Travellers feel the pinch


Published : 13 May 2024 10:33 PM

People of the country who go abroad for various purposes are worried over the recent increase in the exchange rate of the US dollar. 

As per the announcement made by the central bank on May 8, the dollar exchange rate has jumped to Tk 117 from its previous level of Tk 110.

A number of people who have planned to go abroad say that the hike in dollar price puts extra burden on them. “With each dollar now costing Tk 117, now we have to spend more money to meet expenses associated with foreign currency exchange,” one of them told Bangladesh Post on Sunday. 

According to various travel agencies, airlines have already notified them of fluctuations in the dollar price, indicating that the new exchange rate will be applicable to all purchases of air tickets.

A travel agency owner told this correspondent on Sunday that they have received a letter from the Biman Bangladesh Airlines. “The new exchange rate will be applicable to purchase of each ticket,” the letter reads.

US Bangla Airlines general manager Kamrul Islam told Bangladesh Post that the adjustment for the dollar exchange rate would lead to an increase in airfares, ultimately affecting the passengers.  

Furthermore, the dollar exchange rate hike would impact the import sector. Importers, in particular, have expressed dismay as the increased exchange rate would push up import costs. This phenomenon has the  potential to trickle down to consumers, impacting the people’s purchasing power and affordability of essential commodities.

Federation of Bangladesh Chambers of Commerce and Industry (FBCCI) president Mahbubul Alam said, “Tk 7 increase in a day would have significant impact, benefiting exporters but causing problems for importers. The subsequent increase in import costs might negatively impact the market that would finally hit consumers hard.”

As import costs soar, businesses may face challenges in maintaining competitive pricing and sustaining profitability. Additionally, consumers may experience inflationary pressures, as increased import costs are often passed on through higher retail prices.

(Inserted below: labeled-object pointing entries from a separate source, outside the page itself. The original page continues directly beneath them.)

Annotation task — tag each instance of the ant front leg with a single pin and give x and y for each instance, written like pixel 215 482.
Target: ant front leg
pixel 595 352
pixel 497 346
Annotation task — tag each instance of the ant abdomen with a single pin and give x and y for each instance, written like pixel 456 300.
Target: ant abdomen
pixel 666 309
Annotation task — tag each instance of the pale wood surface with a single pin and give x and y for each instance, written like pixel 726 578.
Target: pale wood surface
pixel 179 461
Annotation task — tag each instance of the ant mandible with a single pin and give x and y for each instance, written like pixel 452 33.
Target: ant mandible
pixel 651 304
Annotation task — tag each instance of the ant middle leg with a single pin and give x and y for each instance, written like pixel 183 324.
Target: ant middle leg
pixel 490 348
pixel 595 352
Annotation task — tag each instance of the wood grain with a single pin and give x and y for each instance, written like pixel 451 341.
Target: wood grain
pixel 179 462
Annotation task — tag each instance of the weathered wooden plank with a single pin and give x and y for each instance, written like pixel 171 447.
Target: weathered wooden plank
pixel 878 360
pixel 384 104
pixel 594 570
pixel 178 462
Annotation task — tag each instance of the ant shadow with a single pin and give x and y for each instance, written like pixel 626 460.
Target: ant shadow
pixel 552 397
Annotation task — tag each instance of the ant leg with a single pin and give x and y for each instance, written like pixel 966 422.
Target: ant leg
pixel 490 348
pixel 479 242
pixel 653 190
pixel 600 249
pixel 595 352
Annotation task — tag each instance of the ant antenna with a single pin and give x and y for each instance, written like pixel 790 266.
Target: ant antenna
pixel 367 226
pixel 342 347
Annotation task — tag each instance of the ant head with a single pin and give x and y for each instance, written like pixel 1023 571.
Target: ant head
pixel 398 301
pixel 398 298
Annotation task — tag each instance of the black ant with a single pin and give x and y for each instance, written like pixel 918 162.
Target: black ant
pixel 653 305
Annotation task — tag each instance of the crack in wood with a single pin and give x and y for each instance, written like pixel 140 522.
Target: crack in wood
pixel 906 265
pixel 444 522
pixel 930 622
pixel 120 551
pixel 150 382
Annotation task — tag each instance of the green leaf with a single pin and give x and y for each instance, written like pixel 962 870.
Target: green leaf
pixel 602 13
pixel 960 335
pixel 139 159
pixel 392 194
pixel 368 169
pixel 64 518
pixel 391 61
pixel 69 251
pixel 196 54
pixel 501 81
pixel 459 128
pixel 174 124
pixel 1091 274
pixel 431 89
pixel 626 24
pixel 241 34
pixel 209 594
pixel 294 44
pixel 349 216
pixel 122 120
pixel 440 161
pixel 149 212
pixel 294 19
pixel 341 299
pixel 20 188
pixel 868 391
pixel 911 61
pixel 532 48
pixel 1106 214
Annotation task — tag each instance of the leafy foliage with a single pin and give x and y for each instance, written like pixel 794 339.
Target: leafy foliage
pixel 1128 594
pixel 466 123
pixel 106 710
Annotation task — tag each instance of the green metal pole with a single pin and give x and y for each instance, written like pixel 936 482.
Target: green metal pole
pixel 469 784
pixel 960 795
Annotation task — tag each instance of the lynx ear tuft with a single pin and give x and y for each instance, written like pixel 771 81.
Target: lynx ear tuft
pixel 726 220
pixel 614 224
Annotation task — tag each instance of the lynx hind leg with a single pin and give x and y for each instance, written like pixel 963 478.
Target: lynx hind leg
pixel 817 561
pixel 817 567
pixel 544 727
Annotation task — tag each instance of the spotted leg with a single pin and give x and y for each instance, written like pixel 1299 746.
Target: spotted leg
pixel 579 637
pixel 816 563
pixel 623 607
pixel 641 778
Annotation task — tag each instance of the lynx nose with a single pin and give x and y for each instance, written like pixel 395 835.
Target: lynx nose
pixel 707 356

Local traders depend on banks to purchase dollars and open letters of credit (LCs) to facilitate imports of essential commodities, including edible oil, lentils, sugar and onions. When the US dollar gains strength against the local currency, it pushes up the prices of goods in the country’s market.

However, Prime Minister’s Private Industry and Investment Adviser Salman F Rahman says that the rise in the value of the dollar will put no impact on imports.